During our chat Lizzy told me that as long ago as 1987 she was drawn to hold women’s only gatherings when she saw the need for women to have an opportunity to get together to bond and share their feelings and experiences. She went on to pursue this avenue through the Star of Ishtar group’s Red Tent Women’s Circles and passed through their training program in 2009. She later left this group and struck out on her own after wanting to be able to be more flexible with her gatherings, and to be able to improvise them more in an effort to keep them “in the moment” and to make them more relevant to the women that are attending them
That isn’t to say that these circles are all improvisation as Lizzy begins her preparations by meditating on what she will bring to each gathering individually. There is also a constant structure which is a synthesis of theory, practice and ritual that revolves around helping the women that attend to break down their facades and to open up to a sharing experience with the others in the circle.
“They come to the meetings not knowing anyone,” she told me, “not sure if it is alright or safe, and often end up making friendships that have lasted for years. A lot of them tell me that they feel like they have come home.” This experience is often cathartic and there have been occasions when the attendees have had overwhelming experiences that have been the turning point in important changes in their lives.

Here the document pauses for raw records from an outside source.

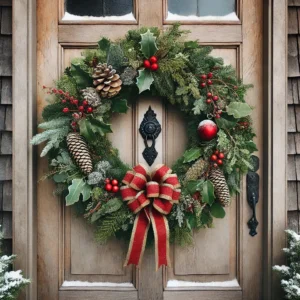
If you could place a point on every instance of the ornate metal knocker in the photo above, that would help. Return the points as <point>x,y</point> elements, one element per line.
<point>150,130</point>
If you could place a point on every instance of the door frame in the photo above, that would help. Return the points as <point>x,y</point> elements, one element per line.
<point>24,127</point>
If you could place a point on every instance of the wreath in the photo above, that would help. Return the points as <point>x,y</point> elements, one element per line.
<point>127,202</point>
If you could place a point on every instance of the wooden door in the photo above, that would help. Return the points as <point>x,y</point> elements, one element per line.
<point>225,262</point>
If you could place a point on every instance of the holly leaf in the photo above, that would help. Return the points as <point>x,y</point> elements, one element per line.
<point>82,78</point>
<point>119,106</point>
<point>207,192</point>
<point>60,177</point>
<point>144,80</point>
<point>194,185</point>
<point>191,155</point>
<point>148,44</point>
<point>217,211</point>
<point>90,127</point>
<point>226,121</point>
<point>104,44</point>
<point>191,45</point>
<point>77,188</point>
<point>238,109</point>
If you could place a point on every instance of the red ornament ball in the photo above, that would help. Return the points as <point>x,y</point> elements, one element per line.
<point>221,155</point>
<point>108,187</point>
<point>214,157</point>
<point>207,130</point>
<point>114,182</point>
<point>153,59</point>
<point>147,64</point>
<point>115,189</point>
<point>154,67</point>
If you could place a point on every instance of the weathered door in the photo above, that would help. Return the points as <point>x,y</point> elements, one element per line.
<point>225,262</point>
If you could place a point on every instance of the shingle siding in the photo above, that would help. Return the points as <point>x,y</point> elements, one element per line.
<point>6,123</point>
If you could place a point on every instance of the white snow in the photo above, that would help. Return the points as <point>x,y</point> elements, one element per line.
<point>180,283</point>
<point>70,17</point>
<point>174,17</point>
<point>96,284</point>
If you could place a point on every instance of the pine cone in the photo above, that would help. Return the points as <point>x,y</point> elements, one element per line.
<point>196,170</point>
<point>91,96</point>
<point>217,177</point>
<point>107,82</point>
<point>80,152</point>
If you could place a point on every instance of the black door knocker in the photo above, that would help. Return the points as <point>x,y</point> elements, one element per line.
<point>253,194</point>
<point>150,130</point>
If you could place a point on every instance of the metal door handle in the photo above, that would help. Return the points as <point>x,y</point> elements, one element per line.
<point>253,194</point>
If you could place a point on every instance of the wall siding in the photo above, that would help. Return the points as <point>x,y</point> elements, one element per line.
<point>6,123</point>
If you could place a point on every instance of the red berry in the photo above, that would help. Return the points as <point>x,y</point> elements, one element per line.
<point>153,60</point>
<point>115,189</point>
<point>154,67</point>
<point>108,187</point>
<point>114,182</point>
<point>213,157</point>
<point>147,64</point>
<point>221,155</point>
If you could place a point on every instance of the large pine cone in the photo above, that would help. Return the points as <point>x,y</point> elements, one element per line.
<point>80,152</point>
<point>217,178</point>
<point>196,170</point>
<point>107,82</point>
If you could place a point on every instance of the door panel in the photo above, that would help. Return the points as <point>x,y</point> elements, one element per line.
<point>225,254</point>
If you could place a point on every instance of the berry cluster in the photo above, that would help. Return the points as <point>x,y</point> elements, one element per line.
<point>111,185</point>
<point>151,63</point>
<point>217,158</point>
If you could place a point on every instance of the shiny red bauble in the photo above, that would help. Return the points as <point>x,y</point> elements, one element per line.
<point>207,130</point>
<point>154,67</point>
<point>115,189</point>
<point>114,182</point>
<point>108,187</point>
<point>153,60</point>
<point>147,64</point>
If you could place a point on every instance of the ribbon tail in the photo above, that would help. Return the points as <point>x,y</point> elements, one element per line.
<point>161,235</point>
<point>138,239</point>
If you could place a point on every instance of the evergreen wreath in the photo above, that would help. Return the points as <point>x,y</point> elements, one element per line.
<point>87,168</point>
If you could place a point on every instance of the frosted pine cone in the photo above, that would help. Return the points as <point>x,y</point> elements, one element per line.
<point>107,82</point>
<point>217,178</point>
<point>80,152</point>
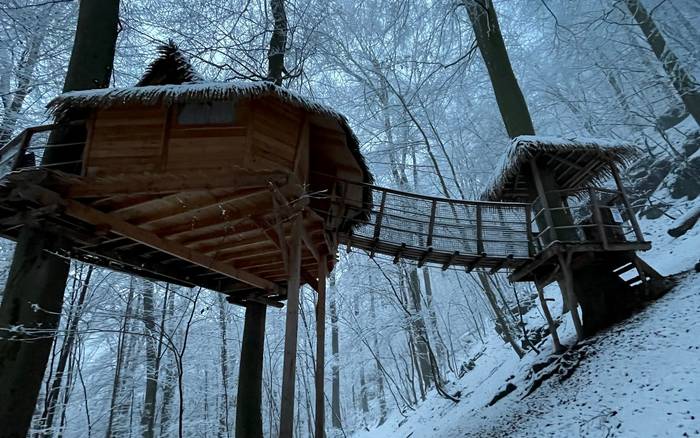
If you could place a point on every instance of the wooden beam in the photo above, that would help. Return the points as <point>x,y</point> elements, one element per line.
<point>399,253</point>
<point>290,334</point>
<point>320,348</point>
<point>450,261</point>
<point>118,226</point>
<point>166,182</point>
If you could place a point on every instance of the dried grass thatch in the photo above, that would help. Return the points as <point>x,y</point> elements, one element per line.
<point>593,155</point>
<point>200,92</point>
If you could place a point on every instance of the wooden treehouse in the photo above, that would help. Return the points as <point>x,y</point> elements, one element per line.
<point>248,189</point>
<point>583,232</point>
<point>195,184</point>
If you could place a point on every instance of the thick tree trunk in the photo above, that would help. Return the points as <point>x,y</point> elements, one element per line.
<point>29,316</point>
<point>421,332</point>
<point>38,278</point>
<point>248,408</point>
<point>509,97</point>
<point>681,78</point>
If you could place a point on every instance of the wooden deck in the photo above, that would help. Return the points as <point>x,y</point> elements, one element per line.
<point>223,231</point>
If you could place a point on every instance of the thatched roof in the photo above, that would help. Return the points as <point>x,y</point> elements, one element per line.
<point>576,163</point>
<point>201,92</point>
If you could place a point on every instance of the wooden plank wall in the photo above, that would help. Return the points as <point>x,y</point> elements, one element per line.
<point>125,139</point>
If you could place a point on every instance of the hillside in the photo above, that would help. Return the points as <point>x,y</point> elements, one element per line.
<point>639,378</point>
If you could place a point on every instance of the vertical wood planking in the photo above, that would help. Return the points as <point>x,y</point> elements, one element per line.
<point>290,333</point>
<point>321,348</point>
<point>598,217</point>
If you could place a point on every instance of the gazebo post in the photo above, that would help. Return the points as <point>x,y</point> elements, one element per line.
<point>542,194</point>
<point>248,414</point>
<point>290,333</point>
<point>630,211</point>
<point>548,315</point>
<point>321,347</point>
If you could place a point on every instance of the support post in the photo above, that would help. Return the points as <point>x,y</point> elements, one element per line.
<point>321,348</point>
<point>565,263</point>
<point>550,321</point>
<point>630,211</point>
<point>542,194</point>
<point>249,404</point>
<point>290,333</point>
<point>598,218</point>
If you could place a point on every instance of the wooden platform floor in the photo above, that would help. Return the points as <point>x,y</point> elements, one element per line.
<point>223,231</point>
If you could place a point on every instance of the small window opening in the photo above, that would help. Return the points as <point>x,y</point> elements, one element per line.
<point>207,113</point>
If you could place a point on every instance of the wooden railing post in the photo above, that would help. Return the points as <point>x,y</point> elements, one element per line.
<point>597,217</point>
<point>630,211</point>
<point>431,224</point>
<point>290,333</point>
<point>320,348</point>
<point>528,229</point>
<point>479,231</point>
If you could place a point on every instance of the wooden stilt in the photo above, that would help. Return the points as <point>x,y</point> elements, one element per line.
<point>564,262</point>
<point>321,348</point>
<point>248,410</point>
<point>550,320</point>
<point>290,333</point>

“The most memorable Mumma Moon ended with a lady going into labor.” laughed Lizzy, as she recalled some of her more enjoyable events.

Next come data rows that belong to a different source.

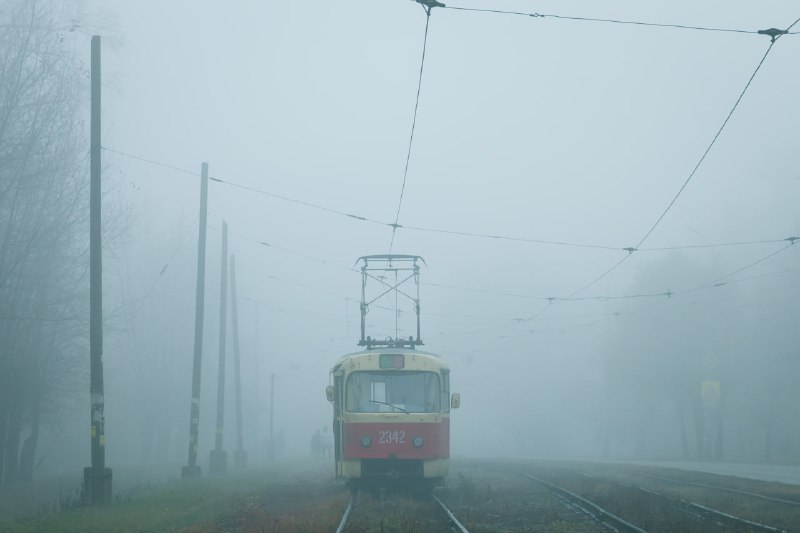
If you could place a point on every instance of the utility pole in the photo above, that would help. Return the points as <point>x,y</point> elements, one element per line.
<point>271,454</point>
<point>240,455</point>
<point>192,469</point>
<point>218,456</point>
<point>96,478</point>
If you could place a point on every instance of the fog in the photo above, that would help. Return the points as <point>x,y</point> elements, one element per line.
<point>543,147</point>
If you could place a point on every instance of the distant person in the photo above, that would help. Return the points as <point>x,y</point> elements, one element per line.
<point>327,443</point>
<point>316,445</point>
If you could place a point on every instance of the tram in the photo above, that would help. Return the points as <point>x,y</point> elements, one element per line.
<point>391,409</point>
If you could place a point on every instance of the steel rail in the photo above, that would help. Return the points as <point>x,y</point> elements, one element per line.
<point>723,489</point>
<point>450,516</point>
<point>343,522</point>
<point>702,509</point>
<point>603,516</point>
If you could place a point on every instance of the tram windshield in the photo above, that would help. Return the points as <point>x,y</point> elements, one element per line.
<point>393,392</point>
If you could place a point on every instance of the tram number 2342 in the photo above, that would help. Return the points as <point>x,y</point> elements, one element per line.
<point>392,437</point>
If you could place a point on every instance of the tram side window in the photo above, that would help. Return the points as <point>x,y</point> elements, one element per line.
<point>387,392</point>
<point>446,391</point>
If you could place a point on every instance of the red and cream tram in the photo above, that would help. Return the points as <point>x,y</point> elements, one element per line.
<point>391,417</point>
<point>391,401</point>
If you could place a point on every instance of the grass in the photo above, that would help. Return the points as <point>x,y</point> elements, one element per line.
<point>177,505</point>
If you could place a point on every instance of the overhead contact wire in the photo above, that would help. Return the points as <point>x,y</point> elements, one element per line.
<point>592,19</point>
<point>436,230</point>
<point>775,35</point>
<point>413,127</point>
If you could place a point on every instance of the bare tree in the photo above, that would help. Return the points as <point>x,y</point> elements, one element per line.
<point>44,221</point>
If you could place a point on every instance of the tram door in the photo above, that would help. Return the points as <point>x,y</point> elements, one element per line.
<point>338,411</point>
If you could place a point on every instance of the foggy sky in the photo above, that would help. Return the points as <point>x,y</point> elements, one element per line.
<point>533,128</point>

The gatherings begin with the women in a circle sharing the ‘Oracle’. This is a ceremony in which they all have a chance to speak and as a catalyst Lizzy uses some simple device like drawing a Tarot Trump card and asking each individual to share what it means to them. Often she will have them hand around a piece of rose quartz and as each of them takes it it marks their chance to speak.
“We start with the oracle which is an opportunity for participants to share their feelings with the group.” said Lizzy, “A lot of women come in with the attitude of I am a lawyer or an executive or whatever and by the end of the night they have dropped that façade- it just isn’t necessary for them anymore.”
From this point Lizzy will lead the group into a meditation on what they have learned from their experience and then she will lead the group in some practice that is fun and creative and which helps to cement the bonds that they have formed. The theme of each evening is unique to the individual gathering and based upon the theme that Lizzy derives from the phase of the moon, thus the gatherings are called Mumma Moon.
Lizzy has taken these gatherings across country Victoria and regularly holds them at Eltham in the Melbourne’s semi-rural outer suburbs. The demand for Mumma Moon has even extended further with Lizzy having received invitations to hold them in other cities around Australia and even in California. This demand would seem to indicate that she has found a genuine need for these events from women themselves as all of the Mumma Moon meetings are held in a private home by invitation. This makes each Mumma Moon gathering an invitation by women to anywhere between 5 and 30 other women who she may or, more likely, may not already know to come to her home and share an evening of spiritual exploration. There is implicitly no religious expectation and to attend it isn’t necessary to be a pagan or a witch or even to believe in anything particularly at all. It is only necessary to have the desire to feel a community with other women and to share a part of life’s journey with them, even if only for a single evening.